Earnest money? Down Payment? What's the Difference?
Earnest money? Down Payment? What's the Difference?
There are two terms you will hear if you’re in the market to buy a house—earnest money deposit and down payment. The two are not interchangeable, but they’re regularly confused. So let’s talk about what they are, what they aren’t, and how they compare.
Understanding both earnest money and a down payment is critical to buying a home. Too often, buyers will think only about the down payment they have to make upfront, but they don’t consider other costs.
What is Earnest Money?
The objective of earnest money is to show a seller that you’re entering this transaction in good faith. Earnest money you might also hear referred to as an escrow deposit. Earnest money or an escrow deposit is an amount of money that you, if you’re a buyer, put into an escrow account only after a seller accepts your offer. Another way to look at earnest money is as if it’s a security deposit. An earnest money deposit is not a good-faith deposit. Under some circumstances, your earnest money might be refundable. What your earnest money does is allow you a specific amount of time to get your mortgage financing in order and go through any other steps in the buying process, like inspections and appraisals. Earnest money is usually calculated as either a fixed amount or a percentage. Which one you’d pay depends mainly on the market where you’re buying.

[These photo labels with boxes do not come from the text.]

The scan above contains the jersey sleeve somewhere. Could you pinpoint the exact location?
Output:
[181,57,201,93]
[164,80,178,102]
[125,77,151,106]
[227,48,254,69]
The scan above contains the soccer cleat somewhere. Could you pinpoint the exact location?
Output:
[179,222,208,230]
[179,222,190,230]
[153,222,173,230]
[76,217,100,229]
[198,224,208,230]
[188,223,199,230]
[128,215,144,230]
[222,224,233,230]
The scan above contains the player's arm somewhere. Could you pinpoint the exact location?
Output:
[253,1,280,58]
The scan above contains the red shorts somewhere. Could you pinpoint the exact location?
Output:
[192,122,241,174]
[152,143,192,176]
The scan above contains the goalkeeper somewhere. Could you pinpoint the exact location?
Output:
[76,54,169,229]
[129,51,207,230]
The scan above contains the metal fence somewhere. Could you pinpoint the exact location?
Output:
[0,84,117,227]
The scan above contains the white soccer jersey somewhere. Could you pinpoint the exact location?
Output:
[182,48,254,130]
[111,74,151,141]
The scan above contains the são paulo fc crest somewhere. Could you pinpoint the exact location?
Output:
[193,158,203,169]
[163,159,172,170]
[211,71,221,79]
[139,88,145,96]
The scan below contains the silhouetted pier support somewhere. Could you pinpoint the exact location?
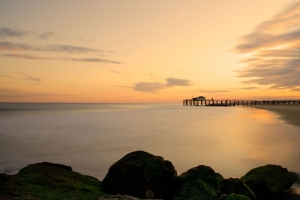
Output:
[182,98,300,106]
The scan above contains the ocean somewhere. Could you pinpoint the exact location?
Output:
[0,103,300,183]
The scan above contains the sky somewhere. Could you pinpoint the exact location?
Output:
[0,0,300,103]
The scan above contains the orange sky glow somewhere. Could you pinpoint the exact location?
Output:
[0,0,300,104]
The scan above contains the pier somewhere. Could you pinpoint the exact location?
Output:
[183,98,300,106]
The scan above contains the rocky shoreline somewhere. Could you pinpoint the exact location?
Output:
[0,151,300,200]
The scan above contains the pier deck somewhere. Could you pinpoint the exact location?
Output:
[183,99,300,106]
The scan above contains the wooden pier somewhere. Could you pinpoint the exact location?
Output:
[183,98,300,106]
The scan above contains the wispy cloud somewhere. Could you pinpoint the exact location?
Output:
[0,27,28,38]
[166,78,192,87]
[38,31,54,40]
[0,87,73,101]
[197,90,232,94]
[131,78,192,93]
[0,53,57,60]
[19,72,42,83]
[0,53,122,64]
[0,41,103,54]
[61,57,122,64]
[235,2,300,91]
[238,87,259,90]
[110,70,120,74]
[132,82,166,93]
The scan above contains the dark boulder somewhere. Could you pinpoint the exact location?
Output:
[172,165,220,200]
[218,193,250,200]
[103,151,177,199]
[220,178,256,200]
[241,165,297,199]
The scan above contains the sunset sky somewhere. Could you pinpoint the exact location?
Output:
[0,0,300,103]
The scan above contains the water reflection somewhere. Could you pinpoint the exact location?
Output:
[0,106,300,183]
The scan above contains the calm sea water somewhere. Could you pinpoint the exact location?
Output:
[0,103,300,184]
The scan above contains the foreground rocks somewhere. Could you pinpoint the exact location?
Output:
[0,151,300,200]
[220,178,256,200]
[172,165,220,200]
[241,165,298,199]
[103,151,177,199]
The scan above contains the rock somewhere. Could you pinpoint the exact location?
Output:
[98,195,163,200]
[103,151,177,199]
[218,193,250,200]
[0,163,107,200]
[216,173,224,182]
[241,165,297,199]
[220,178,256,200]
[172,165,220,200]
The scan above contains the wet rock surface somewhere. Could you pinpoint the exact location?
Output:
[241,165,297,199]
[220,178,256,200]
[103,151,177,199]
[172,165,220,200]
[0,151,300,200]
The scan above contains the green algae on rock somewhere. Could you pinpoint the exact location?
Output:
[241,165,297,199]
[0,162,107,200]
[103,151,177,199]
[172,165,220,200]
[220,178,256,200]
[218,193,250,200]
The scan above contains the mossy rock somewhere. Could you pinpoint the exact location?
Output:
[172,165,220,200]
[241,165,297,199]
[103,151,177,199]
[218,193,250,200]
[220,178,256,200]
[0,163,107,200]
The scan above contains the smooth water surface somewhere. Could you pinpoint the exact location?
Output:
[0,103,300,180]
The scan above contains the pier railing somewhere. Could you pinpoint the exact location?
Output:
[183,99,300,106]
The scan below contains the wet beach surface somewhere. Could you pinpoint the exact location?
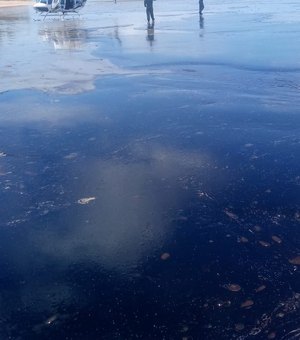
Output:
[0,0,300,340]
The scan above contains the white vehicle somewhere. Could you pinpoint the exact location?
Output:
[33,0,87,17]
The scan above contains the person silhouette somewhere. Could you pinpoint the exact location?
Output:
[147,24,154,46]
[144,0,154,25]
[199,0,204,15]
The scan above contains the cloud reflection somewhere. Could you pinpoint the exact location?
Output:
[36,144,207,270]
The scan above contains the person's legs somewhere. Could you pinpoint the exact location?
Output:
[146,6,150,22]
[149,6,154,21]
[199,0,204,14]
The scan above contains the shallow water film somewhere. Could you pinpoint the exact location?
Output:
[0,0,300,340]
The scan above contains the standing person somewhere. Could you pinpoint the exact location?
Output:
[199,0,204,15]
[144,0,154,25]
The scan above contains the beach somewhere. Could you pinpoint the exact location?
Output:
[0,0,32,8]
[0,0,300,340]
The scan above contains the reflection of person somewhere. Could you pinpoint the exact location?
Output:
[147,25,154,46]
[144,0,154,25]
[199,0,204,14]
[199,14,204,30]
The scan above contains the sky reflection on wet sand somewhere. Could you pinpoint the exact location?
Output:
[0,1,300,340]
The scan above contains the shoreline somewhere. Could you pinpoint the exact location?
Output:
[0,0,32,8]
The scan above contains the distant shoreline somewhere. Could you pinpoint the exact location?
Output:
[0,0,32,8]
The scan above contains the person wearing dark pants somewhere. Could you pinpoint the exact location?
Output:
[144,0,154,25]
[199,0,204,14]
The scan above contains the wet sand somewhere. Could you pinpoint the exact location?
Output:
[0,0,32,8]
[0,0,300,340]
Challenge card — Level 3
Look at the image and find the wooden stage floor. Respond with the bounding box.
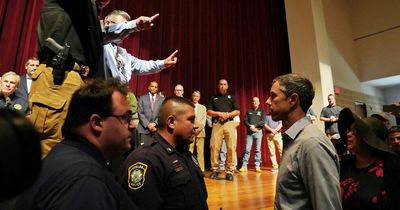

If you’re in a competitive market, earnest money deposits are a good way to set your offer apart. If you can put forth a bigger earnest money deposit, you’re signaling that you might be a safer buyer. If you can put that money up early on, the seller might feel you’re more financially stable, so they can worry less about something causing the sale to fall apart at the last minute.
If you make it to loan closing, then your earnest money deposit goes toward your down payment. If you don’t make it to closing, you may lose your earnest money. To guarantee you get it back, you should have contingencies in place to protect the deposit, like a home inspection or appraisal contingency.
What’s a Down Payment?
A down payment is something that, as a buyer, you can put toward the purchase of a home. The seller receives it, and then the rest of the home's purchase price comes from your mortgage. Lenders require down payment minimums. The minimum required amount is typically determined by the type of loan you are getting. In some cases, it could be zero down. The larger the down payment you can make the lower your mortgage payment will be. It could also affect the mortgage rate you receive. If your down payment is less than 20%, your lender will probably require you to buy private mortgage insurance or PMI. PMI is a way for your lender to protect itself if you default on your loan.
Key Takeaways
Both earnest money and a down payment are essential parts of buying a house. Earnest money can sometimes be returned if the transaction doesn’t go through if you have contingencies. In some cases, a seller will get to keep your earnest money if you don’t go through with the purchase. A buyer and seller can usually negotiate on earnest money, and it can be anywhere from 1% to 2% of the purchase price, up to 10% in very hot markets. A lender requires a down payment as part of your mortgage, and you don’t negotiate it with your seller.